# Lecture 9

## Growing Regression Trees

In [None]:
IRdisplay::display_html('<iframe width="640" height="360" src="https://tube.switch.ch/embed/9d2b4129" frameborder="0" allow="fullscreen" allowfullscreen></iframe>')

Here is the tree on the toy data we used in the slides.

In [None]:
library(tree)
data <- data.frame(X1 = 1:4, X2 = c(1, 4, 3, 2), Y = c(1, 11, 7, 3))
toytree <- tree(Y ~ ., data, minsize = 1)
plot(toytree)
text(toytree)

We can also look at the splits, predicted response (column `yval`) and the loss
(column `dev`) for every node.

In [None]:
toytree$frame

In the following cell we load the Hitters data.

In [None]:
library(ISLR)
Hitters <- na.omit(Hitters)
logSalary = log(Hitters$Salary)
hist(Hitters$Salary, nclass = 20)
hist(log(Hitters$Salary), nclass = 20)

The histogram reveals that the salaries do not at all follow a Gaussian
distribution. With the log-transformation the data does not really look
Gaussian either, but at least is is slightly more symmetric than without.

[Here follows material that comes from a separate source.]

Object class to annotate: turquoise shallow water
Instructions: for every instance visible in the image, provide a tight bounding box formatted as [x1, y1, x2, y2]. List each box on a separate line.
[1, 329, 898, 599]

Let us fit a tree and plot the first 3 splits together with the data.

In [None]:
hitters.tree <- tree(log(Salary) ~ Years + Hits, data = Hitters)
plot(hitters.tree)
text(hitters.tree)
plot(Hitters$Years, Hitters$Hits, ylab = "Hits", xlab = "Years",
     col = hcl.colors(18, palette = "RdYlBu", rev = T)[10*(logSalary - 1.7)])
abline(v = 4.5, col = "red")
lines(c(4.5,30), c(117.5, 117.5), col = "red")

## Pruning Regression Tres

In [None]:
IRdisplay::display_html('<iframe width="640" height="360" src="https://tube.switch.ch/embed/3415b0db" frameborder="0" allow="fullscreen" allowfullscreen></iframe>')

We can simply use the function `prune.tree` with argument `best = 3` to find the
best tree with 3 leaf nodes.

In [None]:
hitters.tree.pruned3 <- prune.tree(hitters.tree, best = 3)
plot(hitters.tree.pruned3)
text(hitters.tree.pruned3)

In the following we define some functions to fit the Hitters data with 9
predictors and run 6-fold cross-validation. We run 6-fold cross-validation,
because our training data has size 132, which is a multiple of 6.

In [None]:
hitters.train <- function(train) {
    formula <- log(Salary) ~ Years + RBI + PutOuts + Hits + Walks + Runs + AtBat + HmRun + Assists
    tree(formula, Hitters, subset = train)
}
hitters.evaluate <- function(tree, set) {
    sapply(2:10, function(i) mean((log(Hitters[set,'Salary']) - predict(prune.tree(tree, best = i), Hitters[set,]))^2)) # We compute the mean squared error for all trees with 2 to 10 leaf nodes.
}
hitters.cv <- function(train) {
    res <- sapply(1:6, function(v) {
                            idx.test <- seq((v-1)*22 + 1, v*22) # fold index
                            this.fold.test <- train[idx.test]   # validation
                            this.fold.train <- train[-idx.test] # training
                            tree <- hitters.train(this.fold.train)
                            hitters.evaluate(tree, this.fold.test)
                        })
    rowMeans(data.frame(res))
}
hitters.train.and.evaluate <- function() {
    train <- sample(nrow(Hitters), 132)
    tree <- hitters.train(train)
    list(train = hitters.evaluate(tree, train),
         test = hitters.evaluate(tree, -train),
         cv = hitters.cv(train),
         tree = tree)
}
set.seed(1)
res <- replicate(100, hitters.train.and.evaluate()) # we run everything for 100 different training sets

The function `hitters.train.and.evaluate` returns training and test errors, the
cross-validation estimate of the test error and the full tree itself.
We can plot individual trees. To look at other trees, change the `tree.index` to
another number between 1 and 100. Do you see how different the trees are,
depending on which training set they were fitted on?

In [None]:
tree.index <- 2
example_tree <- res[4, tree.index]$tree
plot(example_tree, col = 'darkgreen')
text(example_tree)

To plot the results including error bars we define the function `std.plot`.

In [None]:
std.plot <- function(data, x = 2:10, ...) {
    df <- data.frame(data)
    m <- rowMeans(df)
    std <- sqrt(rowMeans((df - m)^2))
    points(x, m, type = "b", ...)
    arrows(x, m - std, x, m + std, length=0.05, angle=90, code=3, ...)
}
plot(c(), ylim = c(.1, .57), xlim = c(2, 10), xlab = "Tree Size", ylab = "Mean Squared Error")
std.plot(res[1,])
std.plot(res[2,], col = "red")
std.plot(res[3,], col = "blue")
legend("bottomleft", c("train", "test", "CV"), bty = 'n',
                     col = c("black", "red", "blue"), lty = 1)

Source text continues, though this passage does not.